RealTime IT News

iMac Grabs Spotlight at MacWorld

Apple's interim CEO Steve Jobs surprised the crowd at MacWorld Expo by showing up in person, not via satellite as was originally planned. And he brought news that seemed to hearten the crowd of Macintosh faithful.

The undisputed star of the show was Apple's iMac, the eye-catching translucent desktop model set for release on Aug. 15. Jobs said the machines will ship with 56 Kbps modems, not the 33.6 Kbps modems that had been originally planned.

It was at this same conference in Boston a year ago that Jobs first announced what some Mac users likened to a pact with the devil, a software development alliance with Microsoft. That feeling evident today, but to a lesser degree as Jobs was hissed as he mentioned Apple's plans to bundle Internet Explorer and Outlook Express with the iMac.

"I use IE and I like it," Jobs said. "You can make your own choice, and choice is good don't you think?" he said as the crowd applauded. Indeed, two other presenters, Apple vice president for worldwide marketing Phil Schiller and Richard Wolpert, president of Disney Online, mentioned IE as their "browser of choice" during their segments of the keynote address.

Microsoft, seemingly determined to win more friends among the Mac community, did not come to the show empty handed. Ben Waldman, Microsoft general manager for Macintosh products, announced a Mac-specific upgrade to its browser, Internet Explorer 4.01 that will be bundled with the iMac.

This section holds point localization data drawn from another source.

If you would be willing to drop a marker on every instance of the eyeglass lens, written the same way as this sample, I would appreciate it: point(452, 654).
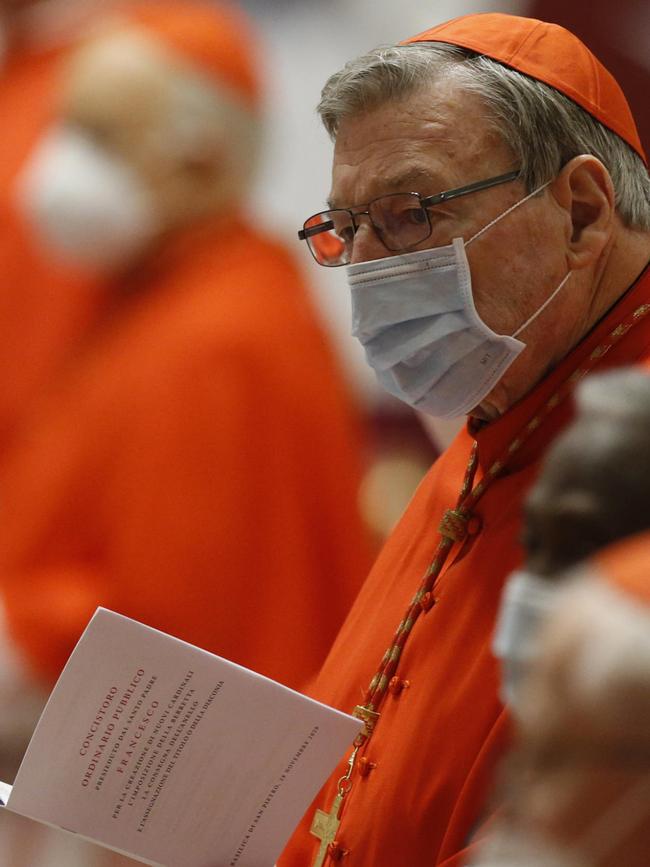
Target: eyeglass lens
point(399, 219)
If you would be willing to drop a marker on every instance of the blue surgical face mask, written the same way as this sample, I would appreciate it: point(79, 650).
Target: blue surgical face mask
point(415, 317)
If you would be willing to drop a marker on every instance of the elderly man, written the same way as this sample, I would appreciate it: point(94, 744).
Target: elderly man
point(578, 792)
point(490, 196)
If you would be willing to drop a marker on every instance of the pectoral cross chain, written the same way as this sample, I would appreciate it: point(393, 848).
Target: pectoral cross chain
point(325, 827)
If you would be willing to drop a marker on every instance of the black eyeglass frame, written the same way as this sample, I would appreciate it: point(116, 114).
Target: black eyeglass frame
point(427, 202)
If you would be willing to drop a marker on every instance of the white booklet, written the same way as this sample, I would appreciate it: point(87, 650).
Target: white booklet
point(172, 755)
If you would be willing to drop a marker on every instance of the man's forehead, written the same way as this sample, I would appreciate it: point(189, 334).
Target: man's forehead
point(427, 142)
point(404, 179)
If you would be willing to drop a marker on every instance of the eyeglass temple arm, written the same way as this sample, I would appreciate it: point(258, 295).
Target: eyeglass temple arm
point(470, 188)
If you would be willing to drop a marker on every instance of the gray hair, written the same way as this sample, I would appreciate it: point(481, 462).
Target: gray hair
point(543, 128)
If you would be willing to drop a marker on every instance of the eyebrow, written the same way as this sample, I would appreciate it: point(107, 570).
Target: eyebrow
point(404, 182)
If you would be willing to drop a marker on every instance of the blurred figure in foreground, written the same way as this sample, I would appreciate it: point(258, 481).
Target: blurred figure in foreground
point(576, 646)
point(198, 468)
point(592, 492)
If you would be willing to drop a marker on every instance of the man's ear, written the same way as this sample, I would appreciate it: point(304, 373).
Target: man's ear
point(584, 189)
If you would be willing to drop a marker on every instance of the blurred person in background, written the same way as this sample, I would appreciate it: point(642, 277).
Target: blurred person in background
point(45, 303)
point(575, 650)
point(490, 196)
point(197, 468)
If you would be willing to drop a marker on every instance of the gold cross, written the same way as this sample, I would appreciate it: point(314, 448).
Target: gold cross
point(324, 827)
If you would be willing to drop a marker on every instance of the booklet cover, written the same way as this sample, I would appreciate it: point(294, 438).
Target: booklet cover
point(172, 755)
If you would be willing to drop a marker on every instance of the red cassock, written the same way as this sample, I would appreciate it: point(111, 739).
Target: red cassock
point(419, 793)
point(198, 469)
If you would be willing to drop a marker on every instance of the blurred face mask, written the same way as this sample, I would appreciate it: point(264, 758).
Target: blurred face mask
point(526, 602)
point(415, 317)
point(86, 205)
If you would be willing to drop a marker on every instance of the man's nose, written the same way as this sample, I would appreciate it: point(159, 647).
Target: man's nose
point(366, 245)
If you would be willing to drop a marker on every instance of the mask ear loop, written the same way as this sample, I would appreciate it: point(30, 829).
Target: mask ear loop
point(496, 220)
point(542, 308)
point(505, 213)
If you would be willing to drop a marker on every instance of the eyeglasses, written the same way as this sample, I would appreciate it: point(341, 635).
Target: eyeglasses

New features include Web archiving, the ability to save the content of a Web site for offline browsing. A new tabs feature will allow users to keep the results of their Web searches on sites like Yahoo, Excite, Lycos and Infoseek, in their browsing window simultaneously with the content of the pages they select from the results.

Schiller introduced a new Internet search feature, code-named Sherlock that will be included with the release of Mac OS 8.5 set for later this year. Enhancing the current "find file" menu item, the new feature will search on the Internet via several search engines, including Alta Vista, Excite, HotBot and Lycos as well as Apple's Tech Info Library.

At the show, Disney's Wolpert announced that its Blast Online will be available to Mac users for free during a preview. Previously, Mac users could not access the service that is geared for children. Once the test ends, at a date to be announced, the subscription service will be offered at the rate of $6 a month or $40 a year.